Dava,feshin geçersizliğinin tespiti ve 3 aylık brüt ücret tutarında kötüniyet tazminatı ödenmesi gerektiğinin tespiti istemine ilişkindir.
Tespit davası bir hukuki ilişkinin saptanmasına yönelik olmakla birlikte diğer davalarda olduğu gibi tespit davasında da hukuki yarar bulunması zorunludur. Tespit davası açılmasında hukuki yarar bulunduğunun kabul edilebilmesi için davacının hakkı veya hukuki durumu bir tehlikeyle karşı karşıya bulunması, tehdit sebebiyle hakkının sağlanmasında duraksama meydana gelmesi, tespit isteyenin gecikmesi durumunda zarar görecek olması, tespit talebiyle bu zararın ortadan kaldırılabilmesi gerekir. Ayrıca tespit davasının açılabilmesi için diğer bir koşulda, henüz eda davasının açılabilmesi zamanı gelmemiş olmalıdır. Eğer o anda eda davası açılabilecekse tespit davası açılması için hukuki yararın bulunmadığı kabul edilir.

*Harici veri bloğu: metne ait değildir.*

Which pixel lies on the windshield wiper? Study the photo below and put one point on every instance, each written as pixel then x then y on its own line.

Somut olayda davacı, 07.05.2012 tarihinde işe başlayıp 05.11.2012 tarihine kadar davalı işyerinde çalışmıştır. Hizmet akdinin 5 ay 29 gün devam ettiği hususunda taraflar arasında uyuşmazlık bulunmamaktadır. Ayrıca işverenin hangi nedenle iş akdini feshettiği, fesih nedeninin açıkça belirtilmemiş olması nedeniyle anlaşılamamaktadır. İşçiye 14 günlük ücreti tutarında ihbar tazminatı ödemesi de yapılmıştır. Kaldı ki; aynı dönemde iş akdi feshedilen işçilerce açılan davalarda verilen işe iadeye yönelik kararların da Dairemizce onanarak kesinleştiği, davanın açıldığı tarih itibariyle HMK 107/3. maddesi uyarınca tespit davası açılabileceği hususunun gözardı edilerek net olarak hangi gerekçe ile hukuki menfaati bulunmadığı belirlenmeden ve davanın esası incelenmeksizin soyut hukuki menfaat yokluğu gerekçesiyle davanın reddine karar verilmesi isabetli bulunmamıştır.

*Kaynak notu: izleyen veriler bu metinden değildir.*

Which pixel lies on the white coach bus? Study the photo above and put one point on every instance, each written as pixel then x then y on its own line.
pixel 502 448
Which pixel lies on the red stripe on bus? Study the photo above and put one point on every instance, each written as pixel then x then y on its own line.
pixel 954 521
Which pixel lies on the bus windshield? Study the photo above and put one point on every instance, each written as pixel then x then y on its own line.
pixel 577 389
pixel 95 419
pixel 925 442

5 ay 29 gün çalışan davacının iş güvencesinden yoksun bırakılmasını sağlayacak biçimde ve gerekçesiz olarak iş akdinin feshedilmiş olması da nazara alınarak davanın esası incelenerek karar verilmesi gerekirken yazılı biçimde usülden reddine karar verilmiş olması hatalı olup bozmayı gerektirmiştir.

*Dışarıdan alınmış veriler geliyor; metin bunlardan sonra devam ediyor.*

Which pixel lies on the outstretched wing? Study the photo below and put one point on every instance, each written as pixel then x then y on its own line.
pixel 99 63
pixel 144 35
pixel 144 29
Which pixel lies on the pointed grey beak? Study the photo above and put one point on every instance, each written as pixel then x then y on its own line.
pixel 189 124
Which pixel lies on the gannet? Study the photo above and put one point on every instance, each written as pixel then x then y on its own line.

SONUÇ:Temyiz olunan kararın yukarıda gösterilen sebeplerle BOZULMASINA, bozma nedenine göre davacı vekilinin diğer temyiz itirazlarının incelenmesine şimdilik yer olmadığına, temyiz harcının istek halinde davacıya iadesine, 5/04/2014 gününde oybirliğiyle karar verildi.